Da ich dem ulkigen Glauben anhänge, olympische Gegenwart und Zukunft habe etwas mit olympischer Vergangenheit zu tun, werde ich in den nächsten Tagen und Wochen immer mal ein süßes Dokument aus dem Fundus vergangener deutscher Olympiabewerbungen posten.
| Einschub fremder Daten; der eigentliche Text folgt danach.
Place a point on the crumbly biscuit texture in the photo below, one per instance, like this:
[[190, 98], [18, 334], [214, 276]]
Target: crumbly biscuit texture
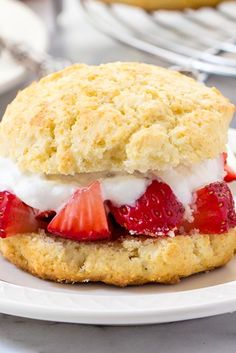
[[167, 4], [127, 261], [114, 117]]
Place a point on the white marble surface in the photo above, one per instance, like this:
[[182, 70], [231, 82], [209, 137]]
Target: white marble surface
[[79, 42]]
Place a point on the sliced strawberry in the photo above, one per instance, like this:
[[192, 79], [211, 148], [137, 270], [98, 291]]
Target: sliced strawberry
[[156, 212], [15, 216], [83, 217], [230, 168], [214, 211]]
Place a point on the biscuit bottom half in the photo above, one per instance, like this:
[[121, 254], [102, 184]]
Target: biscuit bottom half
[[126, 261]]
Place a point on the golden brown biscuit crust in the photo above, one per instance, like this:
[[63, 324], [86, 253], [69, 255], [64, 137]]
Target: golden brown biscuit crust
[[114, 117], [127, 261], [167, 4]]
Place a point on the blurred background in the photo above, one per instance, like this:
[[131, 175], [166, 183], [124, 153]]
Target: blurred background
[[84, 31]]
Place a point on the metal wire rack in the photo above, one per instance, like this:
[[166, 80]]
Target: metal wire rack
[[201, 40]]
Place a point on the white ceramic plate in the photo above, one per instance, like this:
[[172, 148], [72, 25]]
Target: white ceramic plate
[[18, 23], [198, 296]]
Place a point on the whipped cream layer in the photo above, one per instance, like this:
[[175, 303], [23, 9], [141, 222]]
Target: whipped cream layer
[[51, 193]]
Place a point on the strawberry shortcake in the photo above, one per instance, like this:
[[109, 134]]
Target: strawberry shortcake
[[116, 173]]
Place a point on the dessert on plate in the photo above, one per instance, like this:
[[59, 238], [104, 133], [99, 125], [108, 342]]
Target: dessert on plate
[[116, 173], [167, 4]]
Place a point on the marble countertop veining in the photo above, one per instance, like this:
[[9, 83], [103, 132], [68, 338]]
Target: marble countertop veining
[[79, 42]]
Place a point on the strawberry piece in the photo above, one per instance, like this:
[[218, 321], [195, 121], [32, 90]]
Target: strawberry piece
[[157, 212], [214, 211], [15, 216], [83, 217], [230, 170]]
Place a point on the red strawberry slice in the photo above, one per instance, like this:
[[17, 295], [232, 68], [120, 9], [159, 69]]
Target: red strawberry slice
[[83, 217], [214, 211], [230, 170], [15, 216], [157, 212]]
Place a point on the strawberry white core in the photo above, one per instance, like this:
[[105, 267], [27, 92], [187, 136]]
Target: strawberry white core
[[44, 193]]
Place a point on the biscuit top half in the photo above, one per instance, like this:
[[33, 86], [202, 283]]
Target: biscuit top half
[[120, 117]]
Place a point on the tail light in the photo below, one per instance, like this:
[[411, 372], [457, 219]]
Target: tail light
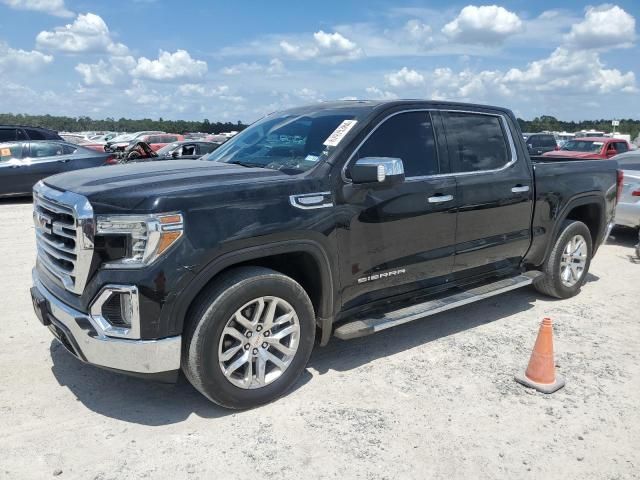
[[619, 185]]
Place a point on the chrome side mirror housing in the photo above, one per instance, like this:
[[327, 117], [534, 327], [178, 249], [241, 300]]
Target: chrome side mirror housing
[[382, 170]]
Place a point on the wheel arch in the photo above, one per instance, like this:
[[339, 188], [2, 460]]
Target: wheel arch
[[590, 210], [303, 260]]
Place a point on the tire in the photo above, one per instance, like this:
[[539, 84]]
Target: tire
[[207, 340], [552, 283]]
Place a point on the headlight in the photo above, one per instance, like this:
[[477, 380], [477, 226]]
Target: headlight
[[148, 236]]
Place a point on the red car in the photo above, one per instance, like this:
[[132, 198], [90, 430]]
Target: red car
[[158, 140], [591, 148]]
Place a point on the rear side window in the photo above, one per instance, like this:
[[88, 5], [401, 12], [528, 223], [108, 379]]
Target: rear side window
[[35, 134], [204, 148], [8, 135], [476, 142], [548, 141], [408, 136], [630, 161], [10, 151], [621, 147]]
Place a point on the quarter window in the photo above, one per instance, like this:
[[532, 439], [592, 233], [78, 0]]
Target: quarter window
[[408, 136], [476, 142]]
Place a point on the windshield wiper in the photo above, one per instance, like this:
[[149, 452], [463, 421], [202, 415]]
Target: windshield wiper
[[245, 164]]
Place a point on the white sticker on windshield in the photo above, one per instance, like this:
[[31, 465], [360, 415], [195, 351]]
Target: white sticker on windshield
[[339, 133]]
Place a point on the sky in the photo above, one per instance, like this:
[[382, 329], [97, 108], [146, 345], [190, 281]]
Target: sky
[[239, 60]]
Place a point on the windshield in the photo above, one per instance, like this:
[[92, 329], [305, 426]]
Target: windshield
[[122, 138], [587, 146], [291, 141], [167, 149]]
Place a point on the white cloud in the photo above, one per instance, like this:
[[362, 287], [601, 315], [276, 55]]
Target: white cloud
[[106, 73], [376, 94], [274, 67], [197, 90], [581, 71], [487, 24], [170, 66], [14, 60], [331, 47], [419, 32], [404, 78], [605, 26], [88, 33], [52, 7]]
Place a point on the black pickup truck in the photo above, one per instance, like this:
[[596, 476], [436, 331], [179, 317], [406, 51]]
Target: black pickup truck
[[338, 219]]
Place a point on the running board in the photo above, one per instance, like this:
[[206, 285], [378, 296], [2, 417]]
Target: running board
[[362, 327]]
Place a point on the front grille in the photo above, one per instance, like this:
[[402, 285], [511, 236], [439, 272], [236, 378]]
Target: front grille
[[64, 235]]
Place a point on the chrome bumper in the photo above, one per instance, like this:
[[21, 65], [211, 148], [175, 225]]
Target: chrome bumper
[[83, 336]]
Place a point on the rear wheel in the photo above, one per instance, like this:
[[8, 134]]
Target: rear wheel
[[567, 266], [248, 337]]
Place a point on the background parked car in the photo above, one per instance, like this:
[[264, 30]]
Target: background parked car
[[121, 142], [628, 208], [13, 133], [539, 143], [186, 150], [591, 148], [23, 164], [159, 140]]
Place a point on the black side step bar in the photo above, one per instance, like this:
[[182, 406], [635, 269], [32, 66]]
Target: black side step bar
[[362, 327]]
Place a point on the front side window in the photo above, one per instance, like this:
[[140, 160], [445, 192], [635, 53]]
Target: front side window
[[42, 150], [585, 146], [8, 135], [10, 151], [476, 142], [408, 136], [290, 141]]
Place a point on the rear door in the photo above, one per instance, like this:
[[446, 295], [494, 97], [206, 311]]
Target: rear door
[[494, 192], [398, 238]]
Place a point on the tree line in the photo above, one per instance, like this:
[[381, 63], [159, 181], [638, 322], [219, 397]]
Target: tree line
[[79, 124], [552, 124]]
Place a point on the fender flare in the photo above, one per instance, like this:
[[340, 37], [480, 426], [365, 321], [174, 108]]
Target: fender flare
[[574, 202], [208, 273]]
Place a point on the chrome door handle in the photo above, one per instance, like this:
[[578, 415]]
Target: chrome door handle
[[440, 198]]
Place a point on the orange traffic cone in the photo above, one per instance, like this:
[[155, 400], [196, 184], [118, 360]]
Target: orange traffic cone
[[541, 372]]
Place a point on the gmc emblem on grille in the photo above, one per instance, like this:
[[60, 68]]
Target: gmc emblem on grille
[[43, 222]]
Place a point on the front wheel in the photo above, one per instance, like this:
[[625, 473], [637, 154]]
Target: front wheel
[[248, 337], [567, 266]]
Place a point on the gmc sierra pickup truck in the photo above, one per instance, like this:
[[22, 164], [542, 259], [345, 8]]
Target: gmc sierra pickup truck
[[338, 219]]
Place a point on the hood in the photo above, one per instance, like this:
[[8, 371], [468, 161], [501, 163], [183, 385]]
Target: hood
[[129, 186], [572, 154]]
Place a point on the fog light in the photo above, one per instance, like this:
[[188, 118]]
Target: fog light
[[115, 312]]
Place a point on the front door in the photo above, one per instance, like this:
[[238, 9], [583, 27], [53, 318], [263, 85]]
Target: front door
[[394, 239], [13, 171], [494, 191]]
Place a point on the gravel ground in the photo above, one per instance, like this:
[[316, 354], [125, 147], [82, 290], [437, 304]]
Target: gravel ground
[[432, 399]]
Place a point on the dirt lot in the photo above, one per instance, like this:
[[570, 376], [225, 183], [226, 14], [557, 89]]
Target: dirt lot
[[433, 399]]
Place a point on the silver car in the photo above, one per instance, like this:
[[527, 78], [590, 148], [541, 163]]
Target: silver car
[[628, 209]]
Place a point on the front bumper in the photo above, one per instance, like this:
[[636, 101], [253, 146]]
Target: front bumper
[[84, 337]]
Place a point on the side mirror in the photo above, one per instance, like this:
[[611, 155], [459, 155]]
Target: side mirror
[[382, 170]]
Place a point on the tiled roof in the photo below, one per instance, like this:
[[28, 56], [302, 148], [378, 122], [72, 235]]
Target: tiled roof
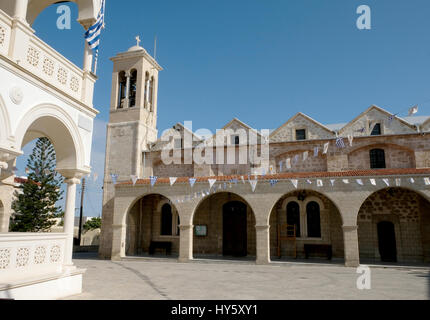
[[296, 175]]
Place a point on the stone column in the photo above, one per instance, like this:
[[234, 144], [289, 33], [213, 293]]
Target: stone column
[[350, 241], [186, 243], [20, 10], [263, 244], [118, 242], [69, 219]]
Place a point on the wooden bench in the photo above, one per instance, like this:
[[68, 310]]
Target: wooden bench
[[160, 245], [319, 249]]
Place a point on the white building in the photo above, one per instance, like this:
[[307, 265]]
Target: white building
[[42, 94]]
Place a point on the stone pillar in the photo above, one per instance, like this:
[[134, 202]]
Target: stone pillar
[[263, 244], [118, 242], [127, 89], [69, 219], [20, 10], [186, 243], [350, 241]]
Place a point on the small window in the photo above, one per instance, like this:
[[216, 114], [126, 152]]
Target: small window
[[376, 130], [313, 219], [377, 159], [301, 134], [166, 220], [293, 216]]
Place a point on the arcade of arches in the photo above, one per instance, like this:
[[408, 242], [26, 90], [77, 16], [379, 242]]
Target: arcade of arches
[[393, 226]]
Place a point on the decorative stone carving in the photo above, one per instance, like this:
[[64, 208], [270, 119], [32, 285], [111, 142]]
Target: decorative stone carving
[[16, 95], [33, 56], [48, 66], [39, 255], [62, 75], [4, 258], [22, 257], [55, 254]]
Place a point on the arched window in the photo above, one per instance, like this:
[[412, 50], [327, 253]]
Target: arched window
[[122, 87], [151, 93], [377, 159], [146, 90], [133, 88], [313, 219], [166, 220], [293, 216]]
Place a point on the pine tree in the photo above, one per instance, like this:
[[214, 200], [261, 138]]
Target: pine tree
[[35, 206]]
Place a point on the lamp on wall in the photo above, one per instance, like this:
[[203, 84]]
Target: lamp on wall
[[301, 196]]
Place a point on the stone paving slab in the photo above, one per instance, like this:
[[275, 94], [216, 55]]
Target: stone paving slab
[[160, 280]]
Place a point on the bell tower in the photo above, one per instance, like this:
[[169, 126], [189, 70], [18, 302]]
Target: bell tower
[[132, 126]]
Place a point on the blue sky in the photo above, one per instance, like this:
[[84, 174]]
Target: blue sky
[[259, 61]]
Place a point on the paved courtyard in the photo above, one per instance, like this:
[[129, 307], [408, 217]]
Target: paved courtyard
[[209, 280]]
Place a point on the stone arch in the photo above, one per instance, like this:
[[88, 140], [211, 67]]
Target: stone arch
[[331, 224], [88, 9], [409, 211], [5, 131], [56, 124], [142, 223], [210, 212]]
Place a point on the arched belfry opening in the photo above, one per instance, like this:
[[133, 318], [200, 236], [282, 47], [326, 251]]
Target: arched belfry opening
[[394, 226]]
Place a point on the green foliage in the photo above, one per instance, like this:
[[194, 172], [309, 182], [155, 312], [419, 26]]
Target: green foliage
[[94, 223], [35, 205]]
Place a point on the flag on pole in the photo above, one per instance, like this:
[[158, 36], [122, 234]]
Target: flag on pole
[[92, 35], [172, 180], [413, 110]]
Beginnen möchte ich mit einem meiner Lieblingspapiere überhaupt, mit dem Bericht des Landesrechnungshofes Berlin zu Verschleuderung von öffentlichen Mitteln während der Berliner Olympiabewerbung 2000. Es wurden weitgehend unkontrolliert 51.305.684,12 DM verpulvert:

  • 40,3 Millionen aus dem Berliner Haushalt und
  • weitere elf Millionen vom Bund.

Niemand wurde zur Verantwortung gezogen.​ Diese gemäß Rechnungshof “Unkultur im Umgang mit öffentlichen Mitteln” wurde auch während der Leipziger Olympiabewerbung 2012 von Buchprüfern gerügt.

Lesen. Staunen. Wundern. Begreifen.

Begreifen?

152 Seiten aus dem prallen olympischen Leben.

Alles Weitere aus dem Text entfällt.